We feel very good about our own performance, but of course we are keeping an eye on the macro environment, especially abroad.
Additionally, given the continued high volatility in exchange rates, we expect currency will affect results; but as of now, we just don't know how much.
I'm going to again provide constant currency guidance, though I would take our results as some idea of what we think currencies are doing right around now.
Clearly, customers are migrating to Oracle cloud at even faster rates, and my guidance reflects this accelerating mix shift.
Since we are starting the new year, I am going to make some changes in my guidance.
I am dropping some things, including smaller components of cloud, and I am dropping GAAP guidance, which both best match how we look at the business.
All of my guidance today is on a non-GAAP basis and in constant currency.
Here goes.
SaaS and PaaS revenue is expected to grow between 39% and 43%.
Software and cloud revenue, including SaaS, PaaS, IaaS, new software license and software support is expected to grow between 6% and 8%.
Total revenue growth is expected to range from 5% to 8%.
Non-GAAP EPS in constant currency is expected to be somewhere between $0.56 and $0.59.
This assumes a non-GAAP tax rate of 25.5%.
Of course, if this quarter's any example, it may end up being very different.
With that, I'll turn it over to Mark.
- CEO
Just a couple quick comments, Safra, to add.
I think one, Safra told you about the 34% year-on-year SaaS PaaS revenue growth.
That was 12% sequential growth, and almost entirely organic.
We talked about the billings growth of 70%, now faster than Salesforce or Workday.
Bookings at $426 million was 200% plus growth for Q4.
Let me give you some customer numbers.
We added 1,217 SaaS customers in the quarter new.
760 customers expanded.
By pillar, HCM added 312 new customers in the quarter, 933 for the year, three times Workday's total customer growth over the last four quarters.
In customer experience, we added 657 customers in Q4 -- 1,900, almost 1900, for the year.
In ERP we added 380 customers in Q4 and 888 for the year.
Our install base is now almost 1,100 ERP customers in the cloud, nearly 10X the size of Workday.

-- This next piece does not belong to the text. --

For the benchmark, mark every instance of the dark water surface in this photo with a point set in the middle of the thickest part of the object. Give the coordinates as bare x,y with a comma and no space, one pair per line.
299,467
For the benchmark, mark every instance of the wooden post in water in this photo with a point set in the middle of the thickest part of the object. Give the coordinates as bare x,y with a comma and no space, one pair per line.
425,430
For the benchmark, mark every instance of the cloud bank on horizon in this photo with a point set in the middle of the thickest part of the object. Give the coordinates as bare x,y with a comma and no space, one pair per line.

Let me add, we really never see SAP.
In PaaS, we added 1,419 customers in Q4.
Let me just repeat, that was 1,419 customers in one quarter.

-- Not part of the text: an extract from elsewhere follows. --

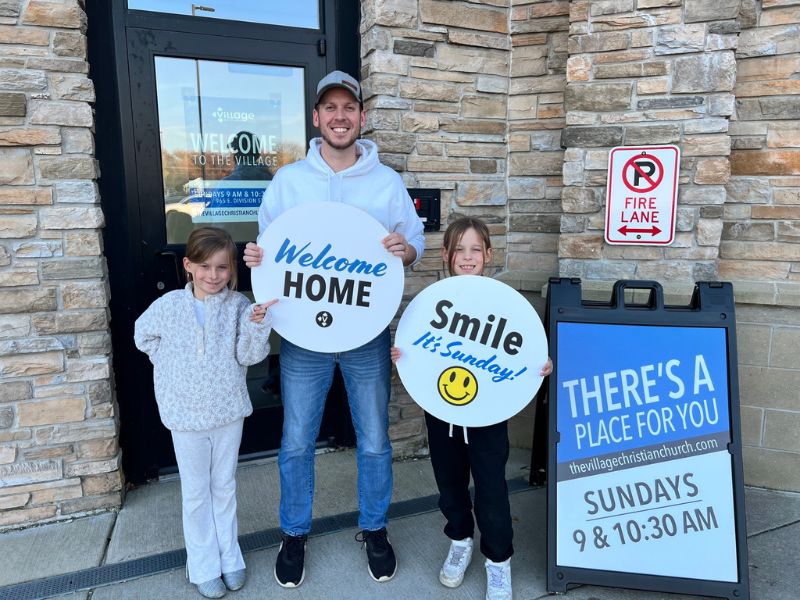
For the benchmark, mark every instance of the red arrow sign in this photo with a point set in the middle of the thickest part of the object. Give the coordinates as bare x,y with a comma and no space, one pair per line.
625,230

We booked over $100 million and grew 100% sequentially.
We're now at scale.
Our cloud revenue is already above a $2.3 billion run rate.
We added $858 million in ARR this year, $858 million.
Using the conversion that Safra used a little while ago, that would be almost $2.5 billion in license.
We expect to sell between $1.5 billion and $2 billion in ARR next year.
We're now growing faster than both Salesforce and Workday, and we expect revenue growth next year could be as high in SaaS PaaS as 60%.
Now I've given you a lot of numbers to reflect on, but when you look at customer counts, booking, revenue, the result is the same.
We're doing what you very rarely ever see happen in our industry.
We are getting bigger and our growth rate is expanding.
We will be the world's largest enterprise cloud Company.
With that, let me turn it over to Larry.
- CEO & CTO
Thank you, Mark.
Mark gave you a lot of interesting numbers, and I'd like to drill into a couple of them.
First, I'd like to look at our sales growth rates of cloud applications, SaaS, and platform services, PaaS.
I'm intentionally leaving out our cloud infrastructure business so I can do an apples-to-apples comparison with Salesforce.com, which does not sell infrastructure as a service.
Okay.
Last year in FY15, as Mark just said, we sold $858 million of new SaaS and PaaS business.
About half of that, $426 million, was sold in Q4.
That's a year-over-year Q4 sales growth rate of over 200%.
More importantly, the $426 million is more SaaS and PaaS new business than has ever been sold by any cloud services Company in a single quarter.
It's a record.
Clearly, our cloud business has entered a hyper growth phase.
This year in FY16, we plan on selling between $1.5 billion and $2 billion of new SaaS and PaaS business.
In other words, we plan to sell at least twice as much as we sold last year.
That's at least 50% more new business than Salesforce.com will sell in their current fiscal year.
If we exceed our plan like we did this Q4, we could book twice as much new business as Salesforce.com.
Now, I don't think that's likely that we'll sell double what Salesforce.com sells, but it's definitely possible.
Second, let's look at the impact these record sales rates have on SaaS and PaaS revenue.
In Q4 of FY15, our SaaS and PaaS revenue grew 35% in constant currency.
Because our cloud sales has dramatically accelerated, our SaaS and PaaS revenues are planned to grow at 60% in FY16, unaided by any new acquisitions.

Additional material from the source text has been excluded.